KC0JFQ Pages for this project

The last images in the group show the base of the prototype antenna.
The antenna is semi-rigid (hobby store) brass tubing. The main part of the vertical element slips into the fixed tube mounted to the base. The long antenna elements are stowed for transport in this image.
Click the image to get to view a high resolution image.
The two antennas are mounted on a yardstick about 12 wavelength apart, although this spacing is not particularly critical.
The fixed portion of the antenna has a brass spacer that is tapped 4-40 solderd at the base to provide secure attachment, this being visible in the image.
The coax connector in this image is a BNC, but an SMA connector may be substituted.
The connection from antenna base to the coax, shown in the far right image, is cut from the main circuit board (that is two circuit boards are nominally required).
You see on the trimmed coax boards that a 0.125" hole is provided to attach the antenna base. Either a BNC or an SMA may then be attached.
The two non-plated holes provide for mechanical attachemnt. In our prototype #4 pan head sheet metal screws along with some short nylon spacers are used.
A short piece of 1" stock is glued to the inter-antenna spacer (i.e. the two yardsticks glued together) to provide a bit of support for the antenna base.
The circuit board is used as a drill guide to set the holes before being assembled to the antenna and the spacers.
The two nylon spacers are present only to provide clearance for the solder joints on the circuit board.

The antenna in the image has not been trimmed to resonance. There has been no effort expended in trying to achieve an impedance match.
A simple telescoping whip antenna should work equally well and probably be less expensive than the brass tubing used for the prototype.
Antenna spacing is also not particularly critical. The prototype antennas are mounted on a garden variety yardstick from the local hardware store with a spacing of 34 inches (1 inch from each end).


    Connect the switch to the receiver antenna input.
With power off, the receiver will act normally. If you have mounted the antenna elements 12 wavelength apart, the receiver will null with the elements lined up with the signal.

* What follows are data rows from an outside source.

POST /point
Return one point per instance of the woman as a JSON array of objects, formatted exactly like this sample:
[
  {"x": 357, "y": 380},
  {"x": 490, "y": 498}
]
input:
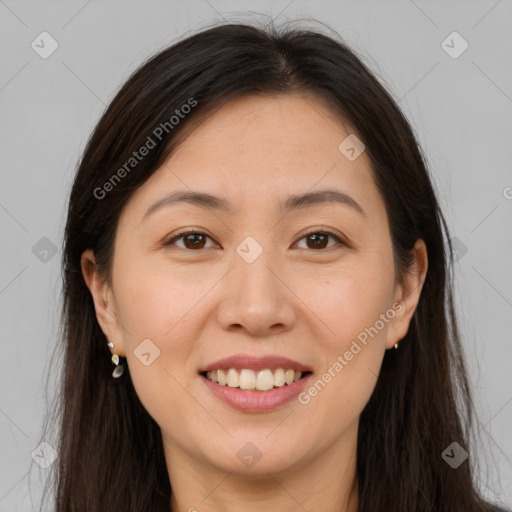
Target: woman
[{"x": 253, "y": 241}]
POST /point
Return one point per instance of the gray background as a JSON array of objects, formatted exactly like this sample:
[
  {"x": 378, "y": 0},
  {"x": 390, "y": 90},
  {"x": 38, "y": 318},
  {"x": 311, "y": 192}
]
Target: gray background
[{"x": 459, "y": 107}]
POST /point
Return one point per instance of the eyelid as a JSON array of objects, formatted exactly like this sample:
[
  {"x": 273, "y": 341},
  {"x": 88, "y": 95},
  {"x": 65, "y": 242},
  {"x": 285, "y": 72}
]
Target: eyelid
[{"x": 341, "y": 242}]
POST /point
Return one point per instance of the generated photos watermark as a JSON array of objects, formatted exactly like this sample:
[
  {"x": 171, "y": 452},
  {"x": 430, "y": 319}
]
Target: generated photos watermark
[
  {"x": 137, "y": 156},
  {"x": 355, "y": 348}
]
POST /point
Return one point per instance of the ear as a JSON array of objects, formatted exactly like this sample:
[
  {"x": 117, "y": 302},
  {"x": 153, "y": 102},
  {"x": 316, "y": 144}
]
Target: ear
[
  {"x": 408, "y": 294},
  {"x": 104, "y": 303}
]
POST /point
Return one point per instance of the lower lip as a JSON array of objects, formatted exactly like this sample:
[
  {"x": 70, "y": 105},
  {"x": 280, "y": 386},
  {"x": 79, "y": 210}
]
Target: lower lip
[{"x": 256, "y": 401}]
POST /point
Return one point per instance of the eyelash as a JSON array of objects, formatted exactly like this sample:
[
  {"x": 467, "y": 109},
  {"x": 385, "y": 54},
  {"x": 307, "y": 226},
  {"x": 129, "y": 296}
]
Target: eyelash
[{"x": 312, "y": 232}]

    Once switched on, the receiver will receive normally when the antenna elements are normal to the signal. Your line-of-position is perpendicular to the line between the two antenna elements.
As you move your line-of-position away from the source, a squeal will be introduced and be heard in the received audio.

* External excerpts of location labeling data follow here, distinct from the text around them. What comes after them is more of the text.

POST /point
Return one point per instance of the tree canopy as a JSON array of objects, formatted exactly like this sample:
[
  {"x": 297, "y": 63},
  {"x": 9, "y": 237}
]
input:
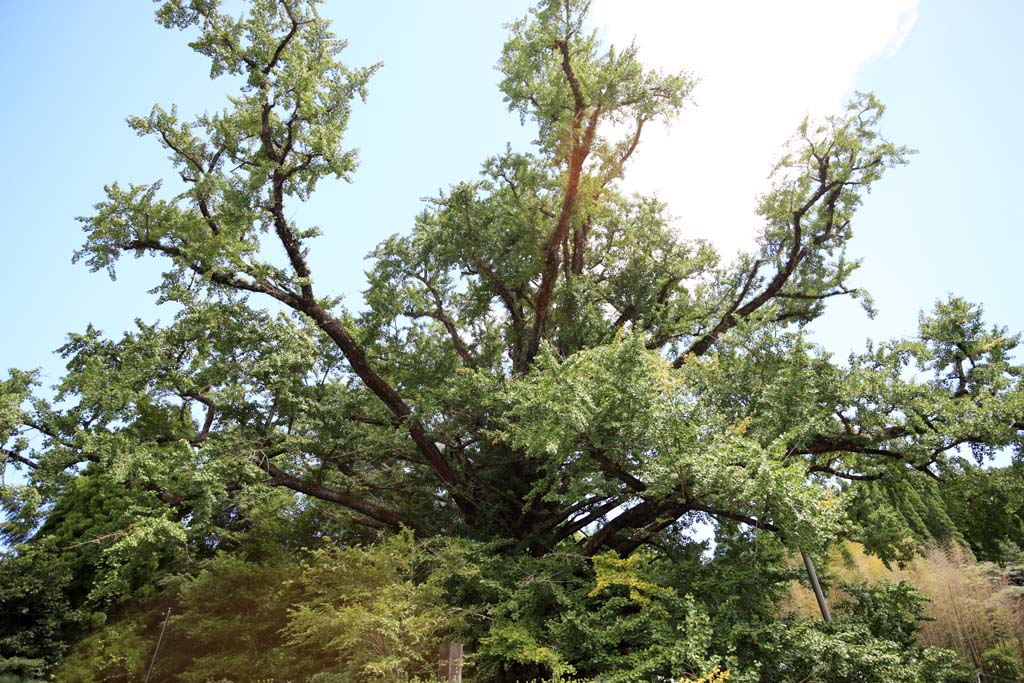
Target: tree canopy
[{"x": 541, "y": 363}]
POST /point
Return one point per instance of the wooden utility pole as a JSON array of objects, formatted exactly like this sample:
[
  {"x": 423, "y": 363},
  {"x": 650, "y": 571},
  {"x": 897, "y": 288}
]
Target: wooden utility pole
[{"x": 157, "y": 648}]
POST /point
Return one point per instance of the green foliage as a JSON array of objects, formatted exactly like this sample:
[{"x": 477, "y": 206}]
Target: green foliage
[
  {"x": 547, "y": 393},
  {"x": 369, "y": 611},
  {"x": 38, "y": 621}
]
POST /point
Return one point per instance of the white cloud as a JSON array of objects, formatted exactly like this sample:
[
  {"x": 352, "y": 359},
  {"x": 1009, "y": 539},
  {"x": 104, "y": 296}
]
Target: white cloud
[{"x": 763, "y": 67}]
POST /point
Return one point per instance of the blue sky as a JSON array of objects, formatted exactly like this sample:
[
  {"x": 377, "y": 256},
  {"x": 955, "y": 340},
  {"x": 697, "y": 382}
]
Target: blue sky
[{"x": 949, "y": 73}]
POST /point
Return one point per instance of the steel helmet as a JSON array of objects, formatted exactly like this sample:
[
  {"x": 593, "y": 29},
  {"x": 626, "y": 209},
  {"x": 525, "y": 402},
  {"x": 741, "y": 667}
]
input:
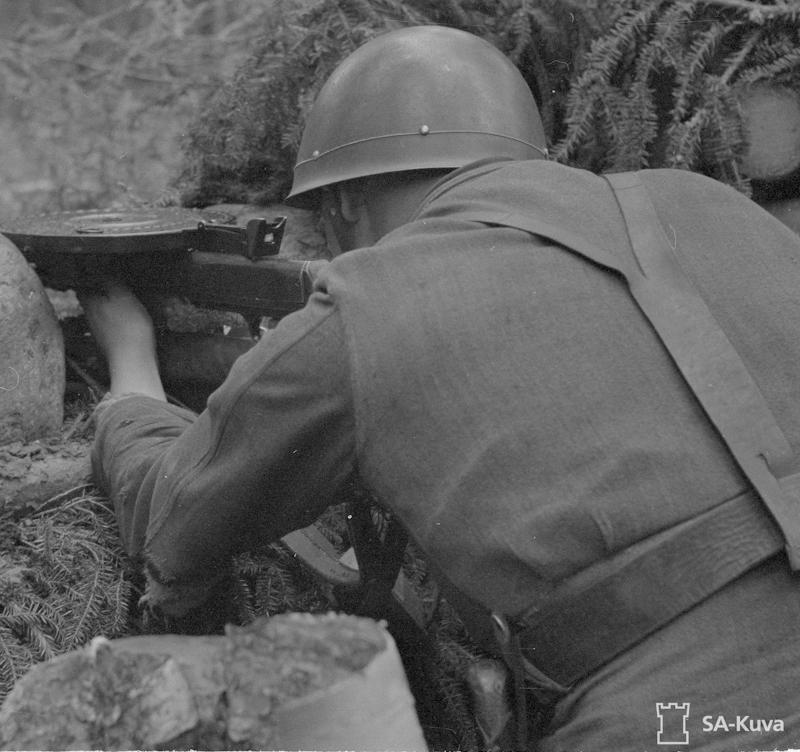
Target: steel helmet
[{"x": 422, "y": 97}]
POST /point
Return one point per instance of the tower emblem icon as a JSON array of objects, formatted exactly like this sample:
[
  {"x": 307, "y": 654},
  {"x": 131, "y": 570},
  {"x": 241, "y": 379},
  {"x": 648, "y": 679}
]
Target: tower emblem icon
[{"x": 672, "y": 718}]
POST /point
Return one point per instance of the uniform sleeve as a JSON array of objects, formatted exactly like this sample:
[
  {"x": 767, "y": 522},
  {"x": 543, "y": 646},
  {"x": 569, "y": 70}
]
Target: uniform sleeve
[{"x": 267, "y": 456}]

The system is sensitive to reflections, much more so than a single antenna. As you move further away from the transmitter you may see reflections that have signal strength similar to the transmitter.
    Swing the antenna array back and forth to find the point where the squeal introduced by the switch is minimized.
As you get closer to the transmitter this will be more pronounced.
Keep in mind that the line-of-position has front-to-back ambiguity, so you need several lines-of-position to establish the direction of the transmitter.
When used with low power transmitters you may see the effect your body has on reception, the front-to-back sensitivity may change.
You will still see the null if you turn around, but it will sound slightly different.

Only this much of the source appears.